Tristan Lecomte : L'arbre se nourrit des excès de nitrate et de phosphate. Il filtre l'eau, l'air et le bois peut aussi séquestrer les métaux lourds. Si bien que l'arbre agit vraiment comme un aspirateur dépolluant, mais aussi comme un régulateur de température, particulièrement en milieu urbain. Quand il fait chaud, l'ombre des arbres réduit les températures au sol. Quand il fait froid, il a au contraire un effet isolant.

 Magazine.info : A vous entendre, les arbres ont finalement beaucoup à apprendre aux hommes.
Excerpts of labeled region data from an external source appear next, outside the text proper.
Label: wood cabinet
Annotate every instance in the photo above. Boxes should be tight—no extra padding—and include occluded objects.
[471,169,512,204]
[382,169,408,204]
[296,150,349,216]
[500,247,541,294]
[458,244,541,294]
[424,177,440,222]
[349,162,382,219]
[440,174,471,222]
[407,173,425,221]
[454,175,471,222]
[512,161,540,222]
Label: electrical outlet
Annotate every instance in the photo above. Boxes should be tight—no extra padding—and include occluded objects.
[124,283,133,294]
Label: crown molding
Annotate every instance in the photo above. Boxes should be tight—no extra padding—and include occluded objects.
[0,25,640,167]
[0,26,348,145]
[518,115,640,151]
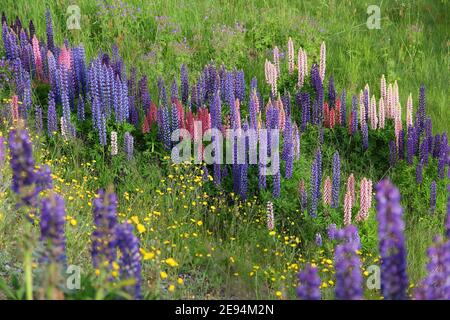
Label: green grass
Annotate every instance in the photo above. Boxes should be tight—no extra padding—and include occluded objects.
[0,0,450,299]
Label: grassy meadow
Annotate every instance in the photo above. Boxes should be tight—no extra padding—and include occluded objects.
[0,0,450,299]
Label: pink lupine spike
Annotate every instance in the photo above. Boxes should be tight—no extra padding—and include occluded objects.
[32,35,44,80]
[11,95,20,121]
[347,173,356,206]
[323,176,332,205]
[344,192,353,226]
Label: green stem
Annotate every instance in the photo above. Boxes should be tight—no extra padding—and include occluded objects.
[23,249,33,300]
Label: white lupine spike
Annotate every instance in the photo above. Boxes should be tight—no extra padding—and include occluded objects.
[288,37,295,74]
[319,42,327,82]
[378,98,386,129]
[380,74,387,103]
[406,93,413,127]
[273,47,280,78]
[111,131,118,156]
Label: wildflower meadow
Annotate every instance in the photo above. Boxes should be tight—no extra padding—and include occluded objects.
[0,0,450,308]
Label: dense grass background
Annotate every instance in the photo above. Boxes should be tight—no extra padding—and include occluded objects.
[0,0,450,298]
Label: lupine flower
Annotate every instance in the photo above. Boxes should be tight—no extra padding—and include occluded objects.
[323,176,331,205]
[111,131,118,156]
[327,223,337,241]
[309,161,320,217]
[181,64,189,105]
[40,194,66,263]
[114,222,142,299]
[91,190,117,268]
[416,85,426,132]
[298,180,308,212]
[416,162,423,184]
[376,180,408,300]
[346,173,356,206]
[297,264,321,300]
[389,140,397,167]
[45,9,55,53]
[430,181,436,213]
[414,237,450,300]
[319,42,327,82]
[344,191,354,226]
[356,178,372,221]
[334,225,363,300]
[267,201,275,230]
[445,184,450,239]
[331,151,341,208]
[316,233,322,247]
[9,129,36,205]
[124,132,134,161]
[361,122,369,151]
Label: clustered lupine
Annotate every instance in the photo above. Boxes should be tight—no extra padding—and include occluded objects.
[376,180,408,300]
[331,151,341,208]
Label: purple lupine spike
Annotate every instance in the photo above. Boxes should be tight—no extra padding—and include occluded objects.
[375,180,408,300]
[419,139,428,164]
[361,122,368,151]
[416,84,426,134]
[430,181,436,213]
[406,128,415,165]
[91,189,117,268]
[45,9,55,54]
[414,237,450,300]
[334,225,363,300]
[416,161,423,184]
[250,77,258,92]
[331,151,341,208]
[388,139,397,167]
[328,76,336,108]
[77,95,85,121]
[114,222,142,300]
[47,90,58,136]
[158,77,167,107]
[309,160,320,218]
[124,132,134,161]
[170,79,178,103]
[433,133,441,158]
[40,194,66,263]
[297,264,322,300]
[34,106,44,133]
[340,89,347,127]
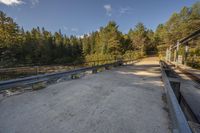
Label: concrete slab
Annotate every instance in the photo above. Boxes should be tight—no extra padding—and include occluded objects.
[0,58,170,133]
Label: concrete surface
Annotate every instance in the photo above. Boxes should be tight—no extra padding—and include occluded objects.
[175,69,200,121]
[0,58,170,133]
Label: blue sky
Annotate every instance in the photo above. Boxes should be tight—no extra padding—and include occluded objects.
[0,0,198,36]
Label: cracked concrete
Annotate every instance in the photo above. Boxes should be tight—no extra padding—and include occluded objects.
[0,58,170,133]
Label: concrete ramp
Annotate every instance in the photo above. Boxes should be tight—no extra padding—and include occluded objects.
[0,57,170,133]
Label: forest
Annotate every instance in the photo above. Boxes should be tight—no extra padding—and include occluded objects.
[0,2,200,67]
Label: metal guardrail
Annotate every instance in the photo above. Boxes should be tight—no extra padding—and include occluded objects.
[0,60,138,91]
[160,61,192,133]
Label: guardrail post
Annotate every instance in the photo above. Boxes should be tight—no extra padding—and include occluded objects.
[170,80,181,103]
[92,68,97,74]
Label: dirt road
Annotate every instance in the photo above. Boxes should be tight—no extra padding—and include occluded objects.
[0,57,170,133]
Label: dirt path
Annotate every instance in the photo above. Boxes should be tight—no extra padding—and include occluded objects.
[0,58,170,133]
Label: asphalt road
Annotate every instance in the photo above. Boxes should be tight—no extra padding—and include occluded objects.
[0,58,170,133]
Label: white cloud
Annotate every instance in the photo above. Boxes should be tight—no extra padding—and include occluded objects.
[103,4,112,16]
[30,0,40,7]
[63,26,69,31]
[119,7,132,15]
[0,0,24,6]
[71,28,79,32]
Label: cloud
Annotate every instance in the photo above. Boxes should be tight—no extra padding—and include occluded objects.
[103,4,112,16]
[71,28,79,32]
[119,7,132,15]
[63,26,69,31]
[0,0,24,6]
[30,0,40,7]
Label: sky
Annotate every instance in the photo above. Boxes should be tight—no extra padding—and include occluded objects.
[0,0,198,36]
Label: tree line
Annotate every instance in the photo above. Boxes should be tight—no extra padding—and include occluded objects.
[0,2,200,67]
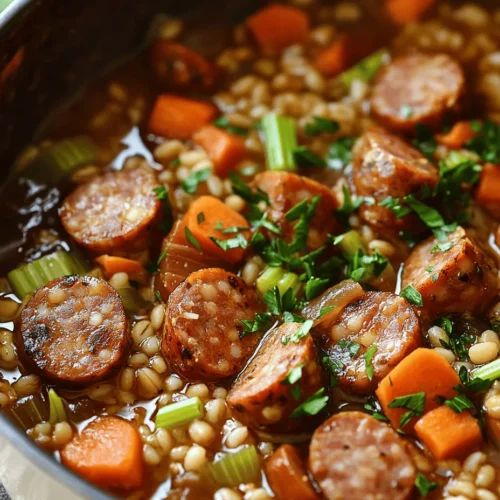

Tristan Lecomte : Beaucoup, en effet : le silence, l'humilité, la frugalité. Les arbres ne gardent rien pour eux. Ils régénèrent. Ils donnent de l'air et de l'eau purifiés, de l'azote, de l'oxygène, ils absorbent le CO2. Ils sont extrêmement généreux, tournés vers les autres et ne se plaignent jamais. Ils ne demandent rien et donnent tout. D'ailleurs, les arbres sont sacrés dans de nombreuses traditions spirituelles. Je pense à l'Olivier pour les chrétiens, aux arbres chamaniques d'Amazonie, à l'arbre du Bouddha. Les arbres sont au cœur de notre existence. Ils sont de grands amis de l'homme et se situent à son opposé, puisque l'homme, au contraire, ne fait qu'émettre et ne nettoie rien. Plus il y aura d'humains sur terre et plus l'impact de l'homme sur la planète devra être équilibré par la présence d'arbres. Plus on plantera d'arbres, et plus nous serons durablement riches. Il n'y a rien de plus généreux qu'un arbre et aucun placement financier ne peut vous garantir un tel retour sur investissement.